Pearl Harbor attack still haunts
The Record, Stockton, Calif.
STOCKTON — Who knows — John Bacon may have been the first American to fire against the Japanese in World War II.
Bacon was a 17-year-old Navy seaman second class, just awake and alone at his post at Oahu's Kaneohe Bay Naval Air Station, when the first wave of Japanese fighters and bombers approached 72 years ago today.
"I had the duty," Bacon said. "I was in the ready room when I heard 'rat-tat-tat.' I thought I'd go outside and shoot back. I grabbed the only rifle that worked, a .30-caliber Springfield. I got on the other side of the hangar, I knelt down, and I fired back."
It was almost 7:50 a.m. that Sunday — Dec. 7, 1941 — and the attack on Pearl Harbor was underway.

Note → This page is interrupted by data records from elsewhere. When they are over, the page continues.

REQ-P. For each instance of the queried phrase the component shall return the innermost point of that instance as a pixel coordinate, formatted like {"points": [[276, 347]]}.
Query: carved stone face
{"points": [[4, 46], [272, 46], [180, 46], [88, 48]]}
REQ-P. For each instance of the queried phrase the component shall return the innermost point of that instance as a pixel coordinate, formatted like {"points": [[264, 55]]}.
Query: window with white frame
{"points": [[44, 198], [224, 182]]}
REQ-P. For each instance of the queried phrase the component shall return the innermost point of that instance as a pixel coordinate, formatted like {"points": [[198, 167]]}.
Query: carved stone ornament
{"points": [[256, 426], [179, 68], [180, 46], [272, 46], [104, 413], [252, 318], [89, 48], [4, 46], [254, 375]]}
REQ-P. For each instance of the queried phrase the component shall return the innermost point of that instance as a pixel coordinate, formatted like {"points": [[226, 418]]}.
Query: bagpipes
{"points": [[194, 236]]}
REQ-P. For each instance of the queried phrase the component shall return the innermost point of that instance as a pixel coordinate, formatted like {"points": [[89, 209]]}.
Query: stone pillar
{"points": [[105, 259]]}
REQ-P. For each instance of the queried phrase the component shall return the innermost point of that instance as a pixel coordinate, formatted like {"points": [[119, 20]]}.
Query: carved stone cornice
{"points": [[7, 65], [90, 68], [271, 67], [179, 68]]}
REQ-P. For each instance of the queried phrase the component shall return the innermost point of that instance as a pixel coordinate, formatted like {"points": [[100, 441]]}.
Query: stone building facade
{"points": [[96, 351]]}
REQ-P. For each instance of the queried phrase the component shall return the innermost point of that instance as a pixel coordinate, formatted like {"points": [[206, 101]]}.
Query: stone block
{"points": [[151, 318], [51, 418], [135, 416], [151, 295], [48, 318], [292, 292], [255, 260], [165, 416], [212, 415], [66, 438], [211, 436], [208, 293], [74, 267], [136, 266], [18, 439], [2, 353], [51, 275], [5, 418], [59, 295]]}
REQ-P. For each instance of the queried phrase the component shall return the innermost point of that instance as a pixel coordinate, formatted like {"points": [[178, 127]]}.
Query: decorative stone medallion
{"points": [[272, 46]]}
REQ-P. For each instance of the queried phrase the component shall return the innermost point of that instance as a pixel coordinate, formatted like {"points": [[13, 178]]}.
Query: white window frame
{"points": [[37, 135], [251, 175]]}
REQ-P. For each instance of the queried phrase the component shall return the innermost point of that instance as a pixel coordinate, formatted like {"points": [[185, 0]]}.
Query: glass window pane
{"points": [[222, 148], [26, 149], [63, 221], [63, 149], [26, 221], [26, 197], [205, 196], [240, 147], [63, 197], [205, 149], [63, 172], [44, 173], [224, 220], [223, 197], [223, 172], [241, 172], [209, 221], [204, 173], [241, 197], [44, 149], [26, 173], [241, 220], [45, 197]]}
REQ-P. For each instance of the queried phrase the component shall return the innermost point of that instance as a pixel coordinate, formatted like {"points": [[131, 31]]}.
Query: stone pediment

Kaneohe was the first ground installation hit, and Bacon received a citation for being the first in his squadron to shoot at the enemy.

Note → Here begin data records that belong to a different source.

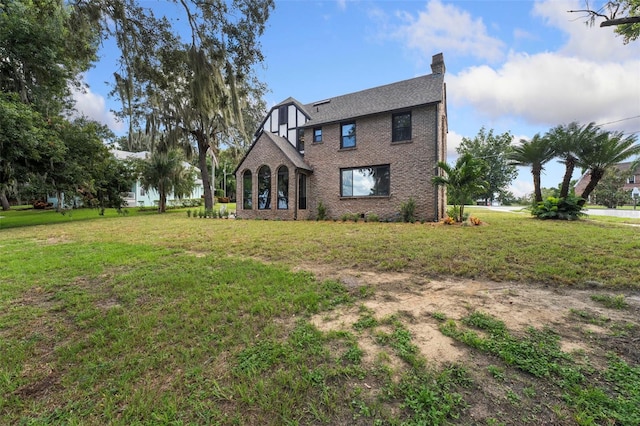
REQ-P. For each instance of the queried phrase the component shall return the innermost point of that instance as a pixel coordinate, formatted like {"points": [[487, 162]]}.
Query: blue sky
{"points": [[518, 66]]}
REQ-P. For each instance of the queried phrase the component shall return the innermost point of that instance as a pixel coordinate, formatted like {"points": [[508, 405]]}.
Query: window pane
{"points": [[366, 181], [347, 183], [283, 188], [401, 127], [247, 202], [348, 135], [264, 188]]}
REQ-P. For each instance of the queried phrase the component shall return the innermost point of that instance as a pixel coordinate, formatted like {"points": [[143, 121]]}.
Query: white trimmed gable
{"points": [[286, 120]]}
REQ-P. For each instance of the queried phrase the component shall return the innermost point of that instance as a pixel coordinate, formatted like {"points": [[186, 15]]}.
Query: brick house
{"points": [[361, 153]]}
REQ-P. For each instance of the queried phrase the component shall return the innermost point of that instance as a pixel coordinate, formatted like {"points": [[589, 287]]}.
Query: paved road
{"points": [[593, 212]]}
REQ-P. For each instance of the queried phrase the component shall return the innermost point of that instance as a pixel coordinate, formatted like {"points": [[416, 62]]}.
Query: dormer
{"points": [[287, 120]]}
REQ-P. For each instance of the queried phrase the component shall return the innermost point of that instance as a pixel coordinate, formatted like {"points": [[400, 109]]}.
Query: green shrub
{"points": [[372, 217], [407, 210], [559, 208], [322, 211]]}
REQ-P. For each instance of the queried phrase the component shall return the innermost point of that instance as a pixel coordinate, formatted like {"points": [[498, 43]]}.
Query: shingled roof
{"points": [[422, 90]]}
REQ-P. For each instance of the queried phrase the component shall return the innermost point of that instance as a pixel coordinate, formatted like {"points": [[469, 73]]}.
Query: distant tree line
{"points": [[190, 96]]}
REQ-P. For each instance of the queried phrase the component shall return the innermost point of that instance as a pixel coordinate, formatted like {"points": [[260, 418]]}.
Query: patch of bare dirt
{"points": [[586, 328], [519, 306]]}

He is almost 90 today, still active and employed.
John Bacon has never forgotten the fear and anger of that bright-blue, long-ago morning in Hawaii.
"There was nobody firing but me. I was scared, but it's what I went into the service for," he said. "I didn't realize I could get killed, but when you are young, you don't think about those things."
Bacon, a Navy mechanic, had been inside the hangar getting a PBY — an airplane known as a flying boat — ready for a routine patrol when the attack started. Within minutes, the hangar filled up with others from his squadron — the famed VP-11, a Navy patrol squadron that received a presidential citation later in the war.
About 20 or so sailors were trying to hide in a closet where Coca-Cola was stored.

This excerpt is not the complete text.